Kolaborasi Pusat dan Daerah dalam Percepatan Pencegahan dan Pengendalian Penyakit menuju Cakupan Kesehatan Semesta


BANTEN 25/02/2019, Mengusung tema “Kolaborasi Pusat dan Daerah dalam Percepatan Pencegahan dan Pengendalian Penyakit menuju Cakupan Kesehatan Semesta” Direktur Jenderal Pencegahan dan Pengendalian Penyakit dr. Anung Sugihantono, M.Kes menyampaikan dalam laporannya capaian Kinerja Program Pencegahan dan Pengendalian Penyakit sampai akhir tahun 2018, info penting terkait trend penyakit menular maupun tidak menular yang sedang berkembang di Indonesia saat ini sekaligus mengungkap tantangan kesehatan kedepan di hadapan Ibu Menteri Kesehatan RI.


Menteri Kesehatan Republik Indonesia Prof. Dr. dr. Nila Djuwita Faried Anfasa Moeloek, SpM memberikan apresiasinya kepada Dirjen P2P atas inisiasi penyelenggaraan acara ini, dan berterima kasih atas pencapaian kinerja pencegahan dan pengendalian penyakit. Menteri Kesehatan menekankan bahwa bangsa ini harus segera mencapai Cakupan Kesehatan Semesta (UHC) dimana pelayanan kesehatan harus dimiliki oleh semua orang yang artinya akses untuk semua dengan pelayanan yang komprehensif dan bermutu tanpa hambatan finansial. Peran pencegahan dan pengendalian penyakit sangat besar agar beban kuratif tidak semakin tinggi. Kedepan harapannya orang akan pergi ke Rumah Sakit bukan untuk berobat atau sakit melainkan untuk pemeriksaan kesehatan rutin saja.


Setelah membuka resmi acara RAKONTEK P2P Menteri Kesehatan mengunjungi pameran sosialisasi program-program P2P. Beliau berkeliling melihat pameran yang digelar lebih dari 8 booth yang disajikan oleh kolaborasi Pusat (5 Direktorat) dan UPT (KKP, B/BTKLPP), beserta layanan pemeriksaan kesehatan bagi seluruh peserta berupa test PTM (Kolesterol dan Gula Darah), test Kejiwaan, test HIV AIDS dan test Hepatitis.
Kepala BBTKLPP Yogyakarta beserta jajaran Kabag dan Kabidnya menghadiri acara Rapat Koordinasi Teknis (RAKONTEK) P2P yang diselenggarakan selama lima hari penuh mulai tanggal 25 Februari 2019 sampai dengan 1 Maret 2019 dengan peserta Pusat, Dinas Kesehatan Provinsi, B/BTKLPP dan KKP seluruh Indonesia, dan menghadirkan pula narasumber, praktisi, lintas sektor dan lintas program dari Bappenas, Biro Perencanaan dan Anggaran Sekjen Kemkes, Ditjen Yankes, Ditjen Farmalkes, BPPSDM Kesehatan. Rangkaian materi pembahasan berupa Evaluasi kegiatan 2018, percepatan pencapaian target 2019, perencanaan kegiatan 2020, upaya terobosan untuk percepatan pencapaian target Program P2P, pelaksanaan SPM bidang kesehatan Program P2P, kebijakan dan operasional anggaran Dekon serta DAK bidang kesehatan dan Penyediaan sarana prasarana untuk mendukung pelaksnaan Program P2P.

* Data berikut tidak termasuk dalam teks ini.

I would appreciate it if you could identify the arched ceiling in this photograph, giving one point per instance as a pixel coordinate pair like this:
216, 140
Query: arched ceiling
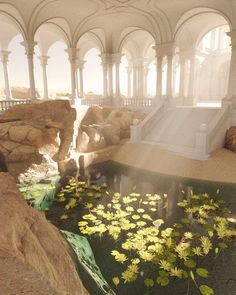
160, 18
194, 28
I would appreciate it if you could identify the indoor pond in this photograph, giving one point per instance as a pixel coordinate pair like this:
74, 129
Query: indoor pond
149, 234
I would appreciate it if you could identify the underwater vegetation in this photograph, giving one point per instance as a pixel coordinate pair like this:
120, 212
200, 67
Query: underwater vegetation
148, 248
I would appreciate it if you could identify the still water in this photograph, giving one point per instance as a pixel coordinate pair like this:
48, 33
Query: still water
126, 180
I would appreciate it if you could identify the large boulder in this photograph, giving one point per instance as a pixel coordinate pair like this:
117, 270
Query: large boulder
31, 133
96, 139
34, 257
123, 119
230, 139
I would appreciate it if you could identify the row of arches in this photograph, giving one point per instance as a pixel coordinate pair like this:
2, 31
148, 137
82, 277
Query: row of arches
200, 60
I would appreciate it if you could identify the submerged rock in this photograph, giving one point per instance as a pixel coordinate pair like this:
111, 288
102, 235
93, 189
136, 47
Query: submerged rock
34, 256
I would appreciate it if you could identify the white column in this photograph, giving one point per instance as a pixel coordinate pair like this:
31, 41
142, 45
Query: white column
4, 59
29, 51
140, 77
182, 62
129, 72
117, 60
169, 75
145, 83
159, 76
191, 79
135, 80
44, 63
110, 77
231, 93
159, 68
105, 75
73, 57
80, 66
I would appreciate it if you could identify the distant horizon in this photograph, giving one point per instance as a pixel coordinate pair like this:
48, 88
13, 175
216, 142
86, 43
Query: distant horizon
58, 70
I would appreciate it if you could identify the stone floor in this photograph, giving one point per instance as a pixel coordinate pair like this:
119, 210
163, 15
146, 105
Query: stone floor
220, 167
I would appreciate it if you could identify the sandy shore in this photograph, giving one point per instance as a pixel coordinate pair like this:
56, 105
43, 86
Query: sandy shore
220, 167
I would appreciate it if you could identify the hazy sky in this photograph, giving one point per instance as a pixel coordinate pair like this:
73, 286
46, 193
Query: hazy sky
58, 69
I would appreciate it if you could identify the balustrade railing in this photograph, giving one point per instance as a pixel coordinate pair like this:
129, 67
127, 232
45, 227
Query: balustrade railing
96, 101
212, 136
6, 104
137, 102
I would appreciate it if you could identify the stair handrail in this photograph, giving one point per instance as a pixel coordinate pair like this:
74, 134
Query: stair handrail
140, 129
217, 121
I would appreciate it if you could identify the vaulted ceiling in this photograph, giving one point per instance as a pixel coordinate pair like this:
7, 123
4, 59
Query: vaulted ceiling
162, 19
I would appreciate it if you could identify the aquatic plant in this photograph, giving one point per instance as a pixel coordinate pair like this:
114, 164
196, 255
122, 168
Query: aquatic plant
156, 254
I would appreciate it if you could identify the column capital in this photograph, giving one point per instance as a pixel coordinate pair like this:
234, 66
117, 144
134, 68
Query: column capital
44, 60
164, 49
106, 58
139, 61
116, 57
4, 54
80, 64
73, 54
29, 47
187, 53
232, 35
111, 58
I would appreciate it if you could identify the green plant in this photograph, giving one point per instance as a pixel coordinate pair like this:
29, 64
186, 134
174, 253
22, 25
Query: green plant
156, 254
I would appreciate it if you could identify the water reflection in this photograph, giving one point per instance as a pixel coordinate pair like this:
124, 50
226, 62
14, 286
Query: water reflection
172, 190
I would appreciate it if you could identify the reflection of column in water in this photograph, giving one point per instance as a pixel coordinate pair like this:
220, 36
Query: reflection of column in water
116, 183
146, 188
171, 200
126, 184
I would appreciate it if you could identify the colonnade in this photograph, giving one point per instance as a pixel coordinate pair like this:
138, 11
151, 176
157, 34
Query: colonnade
137, 72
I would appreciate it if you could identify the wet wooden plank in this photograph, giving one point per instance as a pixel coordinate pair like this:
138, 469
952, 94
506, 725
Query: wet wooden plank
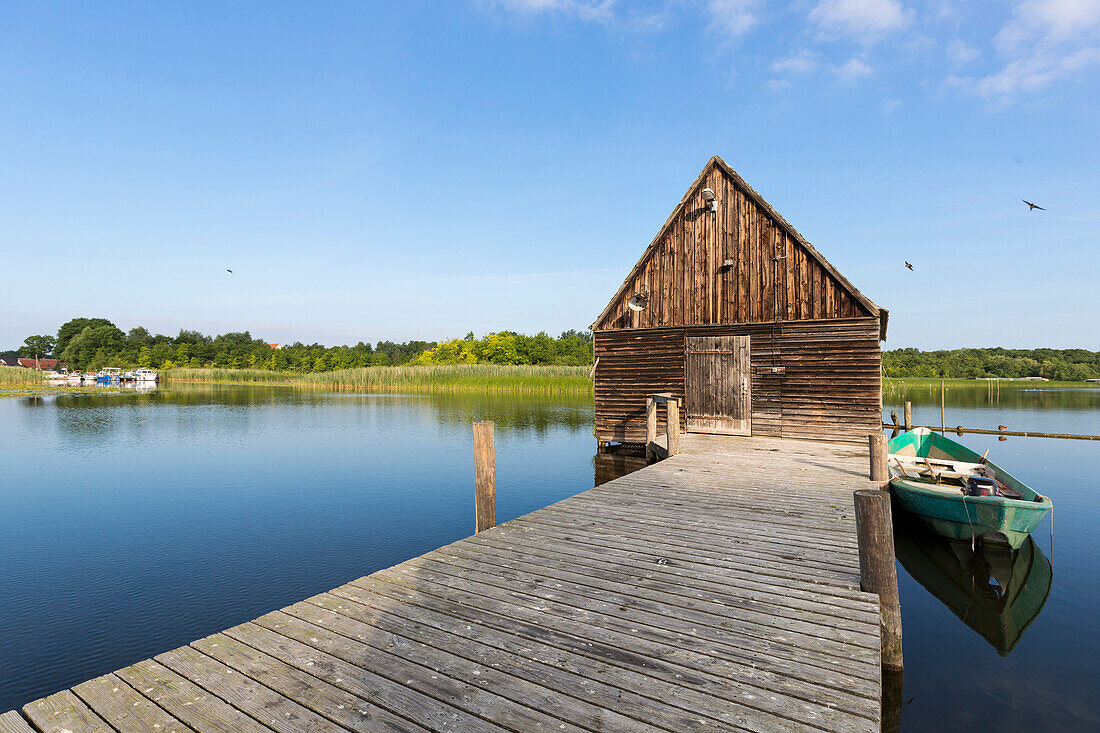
12, 722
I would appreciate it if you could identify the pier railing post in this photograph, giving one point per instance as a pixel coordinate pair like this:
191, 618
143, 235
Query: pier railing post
672, 426
650, 427
877, 570
877, 444
484, 476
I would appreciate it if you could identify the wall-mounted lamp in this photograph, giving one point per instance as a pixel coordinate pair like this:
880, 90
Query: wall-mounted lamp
708, 197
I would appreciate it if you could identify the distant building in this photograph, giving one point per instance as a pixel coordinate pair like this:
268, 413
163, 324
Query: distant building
31, 362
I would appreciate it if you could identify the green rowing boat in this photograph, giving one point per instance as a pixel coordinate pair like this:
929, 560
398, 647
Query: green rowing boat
959, 494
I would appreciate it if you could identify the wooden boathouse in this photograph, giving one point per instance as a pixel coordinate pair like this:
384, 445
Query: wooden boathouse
734, 314
717, 590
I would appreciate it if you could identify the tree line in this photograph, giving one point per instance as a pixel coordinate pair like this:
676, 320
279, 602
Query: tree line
1060, 364
89, 343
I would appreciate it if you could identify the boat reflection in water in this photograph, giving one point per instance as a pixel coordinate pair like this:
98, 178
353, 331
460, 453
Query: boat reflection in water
994, 590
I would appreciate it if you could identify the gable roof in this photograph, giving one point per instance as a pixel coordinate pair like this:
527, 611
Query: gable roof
716, 162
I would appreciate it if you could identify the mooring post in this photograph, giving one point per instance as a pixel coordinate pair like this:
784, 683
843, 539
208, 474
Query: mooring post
650, 428
943, 412
672, 426
877, 444
877, 571
484, 476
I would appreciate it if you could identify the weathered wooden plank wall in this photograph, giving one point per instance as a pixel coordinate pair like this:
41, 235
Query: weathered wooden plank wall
773, 273
829, 386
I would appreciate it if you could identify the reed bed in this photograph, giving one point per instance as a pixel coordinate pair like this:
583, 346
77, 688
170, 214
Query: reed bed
437, 378
20, 375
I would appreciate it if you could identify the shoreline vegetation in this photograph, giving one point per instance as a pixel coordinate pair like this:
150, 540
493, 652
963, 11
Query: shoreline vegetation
448, 379
414, 378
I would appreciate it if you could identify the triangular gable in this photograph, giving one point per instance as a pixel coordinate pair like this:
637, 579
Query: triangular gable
769, 225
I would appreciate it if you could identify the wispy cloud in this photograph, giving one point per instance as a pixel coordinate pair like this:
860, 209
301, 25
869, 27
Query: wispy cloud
586, 10
865, 21
959, 53
734, 18
1043, 42
801, 62
854, 68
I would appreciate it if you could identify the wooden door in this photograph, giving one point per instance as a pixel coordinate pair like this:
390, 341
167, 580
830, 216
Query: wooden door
718, 384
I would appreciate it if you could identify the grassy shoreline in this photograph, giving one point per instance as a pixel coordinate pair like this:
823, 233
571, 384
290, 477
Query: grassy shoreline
934, 382
11, 375
442, 378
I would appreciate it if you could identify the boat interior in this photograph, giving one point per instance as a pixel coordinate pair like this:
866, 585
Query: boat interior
944, 473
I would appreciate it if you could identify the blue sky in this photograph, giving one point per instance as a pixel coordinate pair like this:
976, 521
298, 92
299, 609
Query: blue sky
419, 170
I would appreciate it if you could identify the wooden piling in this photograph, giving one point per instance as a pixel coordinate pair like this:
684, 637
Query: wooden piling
877, 442
484, 476
877, 570
650, 427
943, 412
672, 426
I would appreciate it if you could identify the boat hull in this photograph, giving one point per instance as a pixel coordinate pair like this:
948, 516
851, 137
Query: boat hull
964, 517
956, 515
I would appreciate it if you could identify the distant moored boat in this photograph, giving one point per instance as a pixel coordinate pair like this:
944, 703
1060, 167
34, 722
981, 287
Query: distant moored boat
145, 375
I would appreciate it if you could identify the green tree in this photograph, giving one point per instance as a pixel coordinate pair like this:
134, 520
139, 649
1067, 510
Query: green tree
94, 345
69, 330
42, 346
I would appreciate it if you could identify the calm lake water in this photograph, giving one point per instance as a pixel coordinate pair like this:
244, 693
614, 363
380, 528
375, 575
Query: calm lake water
138, 523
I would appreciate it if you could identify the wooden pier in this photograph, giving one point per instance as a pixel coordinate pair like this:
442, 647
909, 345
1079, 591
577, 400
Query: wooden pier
715, 590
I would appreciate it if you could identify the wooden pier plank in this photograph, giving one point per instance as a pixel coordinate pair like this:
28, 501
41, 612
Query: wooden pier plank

Melengkapi rangkaian acara disajikan presentasi success story pemanfaatan Dana PIS-PK untuk program PTM di Palangkaraya, Pengembangan Aplikasi e-Jiwa pendukung PIS-PK di Jakarta, Implementasi Program menuju Eliminasi Penularan HIV, Sifilis dan Hepatitis B di Kab Sinjai, Pemberdayaan Masyarakat Kunci pencegahan dan pengendalian DBD, Kekuatan Lintas Sektor dalam akselerasi peningkatan cakupan dan kualitas Imunisasi di Gorontalo , Sinergitas BBTKL dan Dinkes Dalam Akselerasi Peningkatan Upaya Pencegahan & Pengendalian Penyakit di Wilayah Kerja oleh BBTKLPP Jakarta dan Sinergitas Upaya Cegah Tangkal Polio di pintu Masuk Papua.
Kegiatan RAKONTEK P2P ini akan berlangsung sampai dengan empat hari kedepan dengan simultan side event berupa Rakordit Paripurna, Peran Rumah Sakit Jiwa Dalam Mendukung SPM Kab/Kota dan PIS-PK, Temu Pakar dan Praktisi bertema Tantangan Tantangan Eradikasi Polio di Indonesia dan Penguatan Surveilans AFP dan Tantangan Tata Laksana TBC Laten Menuju Eliminasi TBC.